Shifting to derivatives; Bangalore, Hyderabad see spike in cash turnover

There is a noticeable shift in cash trading in equity markets over the last three years. Traditional trading hubs in Gujarat such as Ahmedabad, Baroda and Rajkot have seen their cash turnover halve in January this year compared with March 2011.

On the other hand, southern cities such as Bangalore and Hyderabad have recorded a jump.

Trading in stock markets takes place in cash and derivative segments. The share of the cash segment in total equity market turnover has been declining of late. The cash market accounted for 14 per cent of turnover in 2010-11. In January 2014, the share dropped to 9 per cent.

Data from the Securities and Exchange Board of India show that Ahmedabad recorded cash trades worth ₹22,664 crore in March 2011. This declined to ₹10,770 crore in January 2014. Similarly Baroda witnessed a decline from ₹2,856 crore to ₹1,370 crore and Rajkot’s turnover dipped from ₹7,479 crore to ₹4,046 crore. Mumbai maintained its position as the leading centre for cash traders, with 59 per cent share in volumes over the last three years.

B Gopkumar, Executive Vice-President and Head-Broking, Kotak Securities, gives two reasons for the declining cash volumes in Gujarati cities. One, cash traders in Gujarat preferred BTST (Buy-Today-Sell-Tomorrow) trades in low-priced stocks. But choppy markets have made such trades more risky and hard to call.

“Lacklustre activity in mid- and small-cap stocks in which the cash traders typically dabble has also made traders lose interest in cash trading,” he says.
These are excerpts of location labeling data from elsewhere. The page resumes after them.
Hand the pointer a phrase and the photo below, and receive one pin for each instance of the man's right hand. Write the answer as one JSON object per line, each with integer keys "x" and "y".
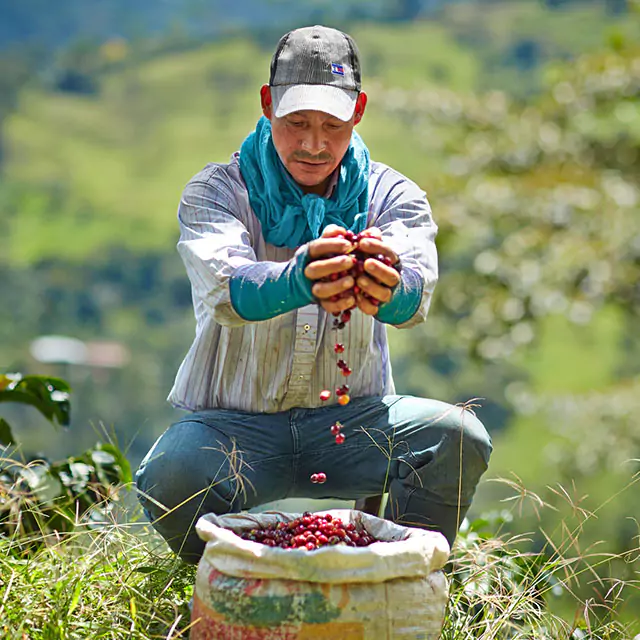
{"x": 330, "y": 258}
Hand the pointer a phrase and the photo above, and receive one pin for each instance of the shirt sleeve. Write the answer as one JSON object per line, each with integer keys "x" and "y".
{"x": 225, "y": 275}
{"x": 408, "y": 227}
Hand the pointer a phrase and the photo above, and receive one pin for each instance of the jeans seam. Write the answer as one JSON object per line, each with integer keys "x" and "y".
{"x": 295, "y": 458}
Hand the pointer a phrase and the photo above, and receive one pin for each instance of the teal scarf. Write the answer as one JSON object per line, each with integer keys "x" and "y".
{"x": 290, "y": 217}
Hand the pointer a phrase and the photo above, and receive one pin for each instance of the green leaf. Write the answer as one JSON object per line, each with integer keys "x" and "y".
{"x": 50, "y": 396}
{"x": 6, "y": 436}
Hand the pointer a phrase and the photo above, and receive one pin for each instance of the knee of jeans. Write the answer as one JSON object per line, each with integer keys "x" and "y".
{"x": 465, "y": 432}
{"x": 163, "y": 485}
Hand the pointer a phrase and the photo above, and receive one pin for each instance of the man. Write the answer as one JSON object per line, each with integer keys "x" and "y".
{"x": 268, "y": 243}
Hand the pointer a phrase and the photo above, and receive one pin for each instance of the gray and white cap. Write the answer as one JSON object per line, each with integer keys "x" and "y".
{"x": 315, "y": 68}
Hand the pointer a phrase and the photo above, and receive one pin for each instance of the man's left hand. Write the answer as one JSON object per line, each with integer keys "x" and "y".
{"x": 378, "y": 279}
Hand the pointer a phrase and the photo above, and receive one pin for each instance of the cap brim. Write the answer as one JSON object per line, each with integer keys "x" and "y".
{"x": 340, "y": 103}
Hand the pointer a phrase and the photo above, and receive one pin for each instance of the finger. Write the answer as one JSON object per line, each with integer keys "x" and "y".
{"x": 372, "y": 232}
{"x": 328, "y": 246}
{"x": 385, "y": 275}
{"x": 378, "y": 291}
{"x": 324, "y": 268}
{"x": 339, "y": 305}
{"x": 366, "y": 306}
{"x": 376, "y": 246}
{"x": 329, "y": 290}
{"x": 333, "y": 230}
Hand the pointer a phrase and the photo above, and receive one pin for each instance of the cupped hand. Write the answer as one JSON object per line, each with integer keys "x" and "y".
{"x": 329, "y": 270}
{"x": 379, "y": 277}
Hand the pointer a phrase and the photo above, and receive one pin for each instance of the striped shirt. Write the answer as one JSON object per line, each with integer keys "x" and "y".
{"x": 284, "y": 362}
Some market experts believe that day traders, as a class, have moved from trading in the cash market to playing the derivatives; active Gujarati investors too have made this shift. Daily cash turnover on the NSE is down 26 per cent since 2010-11 while derivative volumes are up 25 per cent in the same period.

“Traders from Rajkot and Ahmedabad, who were traditionally equity (cash trades) focused, have started trading on the derivatives for shorter term bets as it gives a greater flexibility and more leverage,” confirms Nithin Kamath, Founder & CEO of Zerodha, a discount broker. He adds that “The proxy market (dabba trading) is pretty active in these centres. This definitely eats away cash market turnover which should ideally be happening on the exchanges”.

Of the cities that have recorded growth in cash volumes in this period, Bangalore and Hyderabad are notable.

Bangalore witnessed an increase from ₹1,700 crore in March 2011 to ₹5,517 crore in January 2014.

Turnover in this segment in Hyderabad went up from ₹4,407 crore to ₹11, 141 crore in the same period.

“South India, especially Bangalore has shown a positive trend in both equity cash and derivatives turnover. It has to do with much deeper internet penetration, and people taking to online trading,” says Kamath.